2020 was an all-around bad year — not only for Americans — and the Australia and California wildfires were only part of the problem. But thankfully those are problems that can be prevented in the future. California lawmakers are searching for ways to prevent the yearly wildfire chaos from becoming even worse. What will California’s forests look like in 2021 and beyond? Science paints a bleak picture if we do nothing.

4.1 million acres of California forests burned to the ground in 2020. Animals and people are without homes. Wineries lost decades worth of investment. Ecosystems were obliterated overnight. The worst part? Humans are to blame for these fires — and not the environment.

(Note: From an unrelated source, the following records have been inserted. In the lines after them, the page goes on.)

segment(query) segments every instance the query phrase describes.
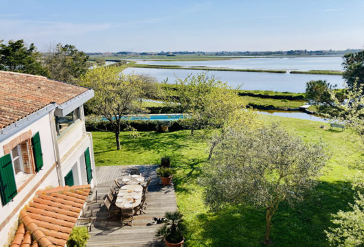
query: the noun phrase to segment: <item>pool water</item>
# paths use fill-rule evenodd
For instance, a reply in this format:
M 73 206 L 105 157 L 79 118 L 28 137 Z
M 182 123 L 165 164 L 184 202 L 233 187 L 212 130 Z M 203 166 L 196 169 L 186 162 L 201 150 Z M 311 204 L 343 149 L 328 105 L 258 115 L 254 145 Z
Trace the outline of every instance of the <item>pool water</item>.
M 149 121 L 177 121 L 187 118 L 184 114 L 155 114 L 155 115 L 144 115 L 135 116 L 124 116 L 122 119 L 124 120 L 149 120 Z M 102 120 L 107 120 L 102 118 Z

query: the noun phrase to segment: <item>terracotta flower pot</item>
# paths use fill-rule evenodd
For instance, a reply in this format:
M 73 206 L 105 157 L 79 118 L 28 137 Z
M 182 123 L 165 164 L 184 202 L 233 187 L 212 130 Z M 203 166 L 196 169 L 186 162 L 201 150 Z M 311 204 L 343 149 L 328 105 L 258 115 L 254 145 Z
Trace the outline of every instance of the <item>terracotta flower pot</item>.
M 185 239 L 183 238 L 181 242 L 177 244 L 170 243 L 166 239 L 164 239 L 164 242 L 166 242 L 167 247 L 181 247 L 183 246 L 183 242 L 185 242 Z
M 163 132 L 167 132 L 168 130 L 168 126 L 161 126 L 161 128 L 162 129 Z
M 167 177 L 167 178 L 161 177 L 161 180 L 162 180 L 163 185 L 170 185 L 170 181 L 172 180 L 172 176 L 173 176 L 171 175 L 171 176 L 170 176 L 169 177 Z

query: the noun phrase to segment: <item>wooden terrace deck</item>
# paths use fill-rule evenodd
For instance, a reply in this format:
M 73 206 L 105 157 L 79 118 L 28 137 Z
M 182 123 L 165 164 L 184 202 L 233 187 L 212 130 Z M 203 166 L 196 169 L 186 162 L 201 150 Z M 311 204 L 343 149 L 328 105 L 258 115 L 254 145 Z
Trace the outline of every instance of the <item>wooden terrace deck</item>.
M 155 233 L 161 226 L 148 225 L 152 222 L 152 217 L 161 217 L 166 211 L 173 211 L 177 209 L 176 196 L 172 185 L 162 187 L 160 178 L 155 171 L 157 165 L 120 165 L 102 166 L 96 167 L 98 197 L 104 198 L 109 191 L 110 185 L 115 186 L 114 180 L 120 176 L 127 175 L 131 168 L 139 168 L 144 177 L 152 176 L 152 182 L 148 187 L 146 202 L 146 214 L 134 216 L 133 227 L 122 227 L 120 218 L 114 217 L 108 219 L 107 209 L 102 204 L 101 207 L 94 207 L 96 220 L 92 226 L 90 239 L 87 246 L 164 246 Z M 87 213 L 87 212 L 86 212 Z

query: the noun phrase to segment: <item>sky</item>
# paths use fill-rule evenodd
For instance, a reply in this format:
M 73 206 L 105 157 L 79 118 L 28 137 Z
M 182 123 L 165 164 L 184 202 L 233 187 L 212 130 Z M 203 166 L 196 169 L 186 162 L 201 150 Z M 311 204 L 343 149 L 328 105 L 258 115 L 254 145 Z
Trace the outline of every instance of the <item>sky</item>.
M 41 51 L 364 48 L 363 0 L 0 1 L 0 40 Z

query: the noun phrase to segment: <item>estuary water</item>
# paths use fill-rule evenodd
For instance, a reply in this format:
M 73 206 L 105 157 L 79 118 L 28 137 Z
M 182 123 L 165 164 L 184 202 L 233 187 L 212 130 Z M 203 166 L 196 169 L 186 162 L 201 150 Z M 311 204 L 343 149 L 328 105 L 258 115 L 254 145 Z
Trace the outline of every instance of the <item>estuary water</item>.
M 157 78 L 159 82 L 168 79 L 168 83 L 174 83 L 177 78 L 184 79 L 188 75 L 195 75 L 203 71 L 191 69 L 127 68 L 124 73 L 150 75 Z M 341 75 L 218 71 L 209 71 L 207 73 L 207 75 L 214 75 L 220 78 L 222 81 L 227 82 L 233 88 L 241 86 L 240 89 L 242 90 L 304 93 L 306 90 L 306 84 L 312 80 L 326 80 L 332 84 L 337 84 L 338 88 L 343 88 L 343 84 Z
M 287 58 L 234 58 L 207 61 L 143 61 L 137 63 L 159 65 L 181 65 L 186 67 L 209 67 L 249 69 L 283 69 L 286 71 L 337 70 L 342 71 L 341 56 L 310 56 Z

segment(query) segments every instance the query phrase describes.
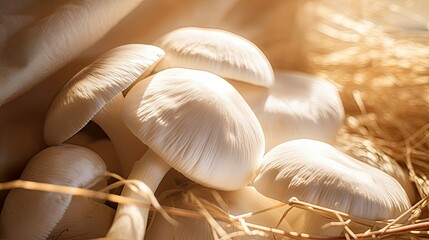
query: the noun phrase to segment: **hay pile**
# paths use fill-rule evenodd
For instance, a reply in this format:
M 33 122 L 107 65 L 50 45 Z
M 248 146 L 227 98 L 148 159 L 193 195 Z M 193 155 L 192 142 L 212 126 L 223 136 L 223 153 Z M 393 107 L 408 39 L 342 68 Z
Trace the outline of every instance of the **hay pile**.
M 309 236 L 247 223 L 245 216 L 231 216 L 222 208 L 224 204 L 209 201 L 213 196 L 199 194 L 201 191 L 189 186 L 174 191 L 174 194 L 187 199 L 192 210 L 189 206 L 186 209 L 165 207 L 167 213 L 208 219 L 213 229 L 219 227 L 216 221 L 235 226 L 235 235 L 216 235 L 219 239 L 252 234 L 254 231 L 274 239 L 429 237 L 429 220 L 426 219 L 429 196 L 429 32 L 410 32 L 377 22 L 374 16 L 397 9 L 389 3 L 380 1 L 376 7 L 369 1 L 350 3 L 352 10 L 349 9 L 349 12 L 342 12 L 344 9 L 339 10 L 329 3 L 310 1 L 298 4 L 298 7 L 305 8 L 316 23 L 314 28 L 306 29 L 308 67 L 305 70 L 335 82 L 345 106 L 346 121 L 338 134 L 337 144 L 348 154 L 380 169 L 389 166 L 405 169 L 417 190 L 417 203 L 396 220 L 368 221 L 298 199 L 290 200 L 289 205 L 293 208 L 313 211 L 342 224 L 344 236 L 337 238 Z M 29 185 L 22 181 L 0 186 L 1 189 L 16 187 L 129 202 L 111 194 L 93 195 L 89 190 L 64 190 L 61 187 Z M 356 232 L 356 226 L 367 231 Z

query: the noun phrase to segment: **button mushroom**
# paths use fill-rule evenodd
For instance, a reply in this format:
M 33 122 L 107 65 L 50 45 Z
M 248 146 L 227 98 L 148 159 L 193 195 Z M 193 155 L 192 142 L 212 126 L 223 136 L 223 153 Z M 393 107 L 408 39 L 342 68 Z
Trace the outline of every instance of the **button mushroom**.
M 252 108 L 265 135 L 265 148 L 310 138 L 333 143 L 344 120 L 338 90 L 310 74 L 280 71 L 269 88 L 230 81 Z
M 48 239 L 93 239 L 106 235 L 115 210 L 94 200 L 75 196 Z
M 123 118 L 150 148 L 130 178 L 152 191 L 171 167 L 208 187 L 240 189 L 264 152 L 262 129 L 250 107 L 209 72 L 177 68 L 152 75 L 127 94 Z M 147 214 L 147 208 L 120 205 L 108 236 L 143 238 Z
M 127 176 L 147 147 L 122 122 L 122 91 L 147 73 L 163 55 L 164 51 L 155 46 L 123 45 L 76 74 L 49 107 L 44 129 L 46 143 L 60 144 L 93 120 L 113 142 L 122 174 Z
M 71 187 L 85 187 L 106 171 L 91 150 L 74 145 L 49 147 L 26 165 L 21 179 Z M 13 189 L 1 212 L 6 239 L 46 239 L 61 220 L 72 196 Z
M 369 220 L 398 217 L 410 207 L 402 186 L 386 173 L 310 139 L 285 142 L 269 151 L 261 163 L 255 188 L 262 194 L 288 202 L 292 197 Z M 307 212 L 302 231 L 338 235 L 342 227 Z
M 264 53 L 252 42 L 231 32 L 180 28 L 158 39 L 155 45 L 166 52 L 156 71 L 183 67 L 263 87 L 274 84 L 273 69 Z

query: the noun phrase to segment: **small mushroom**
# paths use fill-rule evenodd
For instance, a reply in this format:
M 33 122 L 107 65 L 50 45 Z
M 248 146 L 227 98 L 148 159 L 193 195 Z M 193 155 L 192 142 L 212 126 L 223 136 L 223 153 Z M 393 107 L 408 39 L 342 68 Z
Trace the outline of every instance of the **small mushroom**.
M 74 196 L 61 221 L 48 239 L 93 239 L 106 235 L 115 210 L 94 200 Z
M 106 171 L 93 151 L 74 145 L 49 147 L 26 165 L 21 179 L 71 187 L 85 187 Z M 13 189 L 1 212 L 6 239 L 46 239 L 61 220 L 71 195 Z
M 269 88 L 230 81 L 261 123 L 265 150 L 299 138 L 333 143 L 344 121 L 344 107 L 336 87 L 325 79 L 300 72 L 279 71 L 275 77 Z
M 182 67 L 262 87 L 274 84 L 273 69 L 264 53 L 252 42 L 231 32 L 180 28 L 162 36 L 155 45 L 166 52 L 155 71 Z
M 281 202 L 265 197 L 253 187 L 244 187 L 237 191 L 217 191 L 223 204 L 217 202 L 212 193 L 213 191 L 213 189 L 202 186 L 195 186 L 185 190 L 185 192 L 178 190 L 175 194 L 168 195 L 161 200 L 161 204 L 198 212 L 198 207 L 195 206 L 195 203 L 187 198 L 190 192 L 196 197 L 203 199 L 204 202 L 209 202 L 212 206 L 222 209 L 223 212 L 231 216 L 248 215 L 242 218 L 247 223 L 291 231 L 291 227 L 286 220 L 281 221 L 279 224 L 289 206 L 277 207 L 281 205 Z M 276 208 L 259 212 L 270 207 Z M 254 215 L 250 213 L 254 213 Z M 161 216 L 155 215 L 148 227 L 146 239 L 213 239 L 212 229 L 206 219 L 190 216 L 174 216 L 174 219 L 178 222 L 176 226 L 168 223 Z M 289 218 L 288 220 L 293 221 L 294 219 Z M 239 229 L 228 222 L 221 220 L 217 222 L 226 233 L 239 231 Z M 240 239 L 270 239 L 266 236 L 259 237 L 258 233 L 261 234 L 260 232 L 254 232 L 255 235 L 243 236 Z
M 171 167 L 207 187 L 238 190 L 264 153 L 262 129 L 250 107 L 209 72 L 174 68 L 152 75 L 127 94 L 123 117 L 150 148 L 130 178 L 152 191 Z M 127 190 L 124 196 L 131 195 Z M 143 238 L 147 214 L 147 208 L 120 205 L 108 237 Z
M 369 220 L 396 218 L 411 205 L 405 190 L 391 176 L 327 143 L 310 139 L 285 142 L 269 151 L 254 186 L 281 202 L 296 197 Z M 323 230 L 321 226 L 329 220 L 310 212 L 306 215 L 303 232 L 335 236 L 342 230 Z
M 163 55 L 164 51 L 155 46 L 123 45 L 77 73 L 49 107 L 44 129 L 46 143 L 58 145 L 93 120 L 113 142 L 122 174 L 127 176 L 147 147 L 123 124 L 122 91 L 147 74 Z

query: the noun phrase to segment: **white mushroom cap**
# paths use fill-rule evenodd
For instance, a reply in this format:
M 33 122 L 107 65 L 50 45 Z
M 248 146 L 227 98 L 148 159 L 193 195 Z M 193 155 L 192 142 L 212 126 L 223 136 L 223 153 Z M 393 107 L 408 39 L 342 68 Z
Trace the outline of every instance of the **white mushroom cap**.
M 93 239 L 106 235 L 115 210 L 94 200 L 75 196 L 48 239 Z
M 164 51 L 155 46 L 123 45 L 77 73 L 51 103 L 45 120 L 46 143 L 58 145 L 76 134 L 163 56 Z
M 394 178 L 327 143 L 309 139 L 285 142 L 269 151 L 254 185 L 282 202 L 297 197 L 370 220 L 392 219 L 410 207 Z
M 125 98 L 123 119 L 170 166 L 220 190 L 245 186 L 264 152 L 250 107 L 209 72 L 167 69 L 137 83 Z
M 91 150 L 61 145 L 35 155 L 21 179 L 84 187 L 105 171 L 103 160 Z M 71 198 L 71 195 L 62 193 L 11 190 L 1 212 L 6 239 L 46 239 L 63 217 Z
M 230 81 L 252 108 L 265 135 L 265 149 L 309 138 L 333 143 L 344 120 L 338 90 L 313 75 L 279 71 L 269 88 Z
M 247 39 L 227 31 L 180 28 L 158 39 L 155 45 L 166 52 L 156 71 L 183 67 L 263 87 L 274 83 L 273 69 L 263 52 Z

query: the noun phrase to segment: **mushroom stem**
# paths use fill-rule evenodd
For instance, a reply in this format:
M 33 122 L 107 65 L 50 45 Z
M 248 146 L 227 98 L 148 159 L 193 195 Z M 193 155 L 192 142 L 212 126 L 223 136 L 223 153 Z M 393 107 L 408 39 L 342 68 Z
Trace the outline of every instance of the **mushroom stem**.
M 109 136 L 116 153 L 118 154 L 123 176 L 127 177 L 133 168 L 134 162 L 148 149 L 137 137 L 135 137 L 122 121 L 122 105 L 124 96 L 116 95 L 93 117 Z
M 153 192 L 171 167 L 152 150 L 136 161 L 128 179 L 144 182 Z M 135 204 L 120 204 L 116 210 L 112 227 L 107 233 L 108 238 L 143 239 L 146 231 L 150 202 L 129 188 L 124 188 L 122 196 L 147 201 L 147 207 Z

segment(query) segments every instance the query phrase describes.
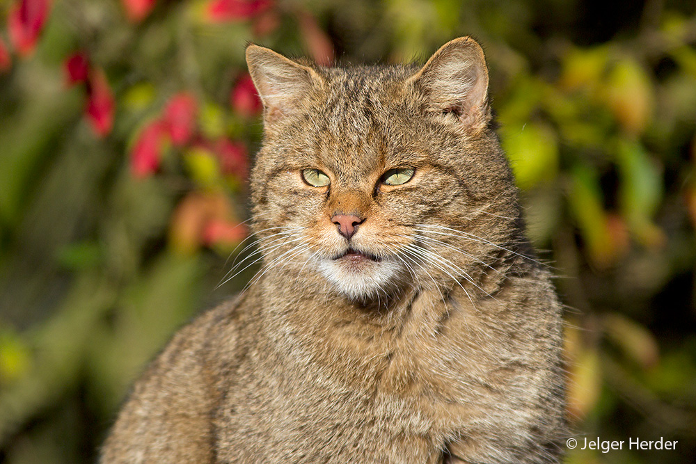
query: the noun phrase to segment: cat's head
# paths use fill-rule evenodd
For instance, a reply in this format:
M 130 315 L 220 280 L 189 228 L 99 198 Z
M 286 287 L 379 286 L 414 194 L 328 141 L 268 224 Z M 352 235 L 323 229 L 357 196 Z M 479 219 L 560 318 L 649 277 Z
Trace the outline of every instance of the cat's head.
M 251 190 L 265 266 L 366 299 L 479 279 L 517 237 L 475 41 L 422 67 L 321 67 L 255 45 L 246 57 L 264 104 Z

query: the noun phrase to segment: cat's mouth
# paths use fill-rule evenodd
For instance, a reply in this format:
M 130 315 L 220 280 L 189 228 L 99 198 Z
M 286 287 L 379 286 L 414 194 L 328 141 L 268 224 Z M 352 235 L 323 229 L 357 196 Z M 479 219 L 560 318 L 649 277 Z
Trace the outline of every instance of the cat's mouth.
M 333 259 L 335 261 L 338 259 L 347 259 L 353 262 L 361 262 L 367 260 L 379 262 L 382 260 L 379 256 L 365 253 L 353 248 L 349 248 L 344 253 L 333 258 Z

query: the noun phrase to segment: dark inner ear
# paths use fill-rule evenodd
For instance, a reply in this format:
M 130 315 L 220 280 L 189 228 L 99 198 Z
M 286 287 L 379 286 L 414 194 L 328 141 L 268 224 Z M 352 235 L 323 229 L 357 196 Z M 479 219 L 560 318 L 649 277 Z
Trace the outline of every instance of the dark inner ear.
M 246 64 L 267 123 L 296 111 L 300 101 L 322 81 L 311 67 L 258 45 L 246 48 Z
M 483 50 L 473 39 L 443 45 L 407 83 L 425 95 L 432 109 L 467 125 L 486 123 L 488 68 Z

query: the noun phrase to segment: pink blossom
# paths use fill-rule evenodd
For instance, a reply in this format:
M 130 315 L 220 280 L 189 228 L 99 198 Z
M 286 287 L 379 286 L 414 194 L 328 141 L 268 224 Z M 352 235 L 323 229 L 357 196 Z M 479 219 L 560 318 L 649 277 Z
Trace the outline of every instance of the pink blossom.
M 148 17 L 157 0 L 121 0 L 121 3 L 128 19 L 133 22 L 140 22 Z
M 65 82 L 72 86 L 86 82 L 89 77 L 89 60 L 82 51 L 76 51 L 63 62 Z
M 116 103 L 106 77 L 101 70 L 89 73 L 87 81 L 87 118 L 97 136 L 103 137 L 111 131 Z
M 253 118 L 261 111 L 261 99 L 248 74 L 237 79 L 230 94 L 232 109 L 245 118 Z
M 0 74 L 12 67 L 12 56 L 5 45 L 5 41 L 0 38 Z
M 206 11 L 214 22 L 248 19 L 271 8 L 272 0 L 212 0 Z
M 163 122 L 176 146 L 185 145 L 196 130 L 196 114 L 198 103 L 189 93 L 174 95 L 164 109 Z
M 26 56 L 33 51 L 48 18 L 49 0 L 19 0 L 10 8 L 7 29 L 17 52 Z
M 131 173 L 142 179 L 159 168 L 167 128 L 160 120 L 152 121 L 142 130 L 131 150 Z

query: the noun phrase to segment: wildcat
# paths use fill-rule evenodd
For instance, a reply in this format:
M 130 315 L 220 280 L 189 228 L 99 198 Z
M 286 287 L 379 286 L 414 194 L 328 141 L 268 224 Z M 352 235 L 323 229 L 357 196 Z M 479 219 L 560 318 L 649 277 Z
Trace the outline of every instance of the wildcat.
M 479 45 L 420 67 L 246 58 L 262 271 L 174 336 L 102 462 L 559 462 L 561 306 Z

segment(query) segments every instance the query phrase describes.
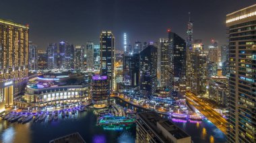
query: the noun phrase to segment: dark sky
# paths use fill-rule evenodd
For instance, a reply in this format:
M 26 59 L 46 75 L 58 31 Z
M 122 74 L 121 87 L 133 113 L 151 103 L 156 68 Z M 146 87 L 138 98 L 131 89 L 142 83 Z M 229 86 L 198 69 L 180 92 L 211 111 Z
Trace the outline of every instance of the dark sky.
M 186 37 L 188 12 L 194 38 L 207 45 L 212 39 L 226 43 L 228 13 L 255 4 L 255 0 L 1 0 L 0 17 L 30 25 L 30 40 L 45 48 L 65 40 L 74 44 L 99 43 L 102 30 L 110 30 L 117 48 L 123 32 L 135 40 L 156 41 L 166 29 Z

Native Americans used to prescribe fires to prevent larger wildfires from starting later. They knew that the foliage would grow back stronger than ever, too, so there was little downside in these planned blazes. But we’ve not used this system for ourselves. Instead, we implemented one that didn’t work at all: fire suppression. This has left our forests drier and more vulnerable to larger fires — and larger bills.

Around $230 million was spent on wildfire prevention last year. California Governor Gavin Newsom has now proposed a 2021 budget including a billion-dollar investment into wildfire prevention. Environmental groups say this is a step in the right direction but that an even bigger financial stimulus is needed to make a big difference — they’re calling for anywhere from $2 and $5 billion.

California Senator Henry Stern (D-Los Angeles) said, “[Wildfires] are not just seen as sort of a rural issue or a hillsides issue, or suburban privileged issue, but as an equity issue. I think the public is there…It’s more getting the politics of Sacramento straight. I think we’re having trouble with that. People are ready.”

Retired Yosemite National Park Chief of fire and aviation Kelly Martin said, “The greater need is to really think about the economic impacts if we don’t do anything, if we don’t move in a direction of using more prescribed fire.”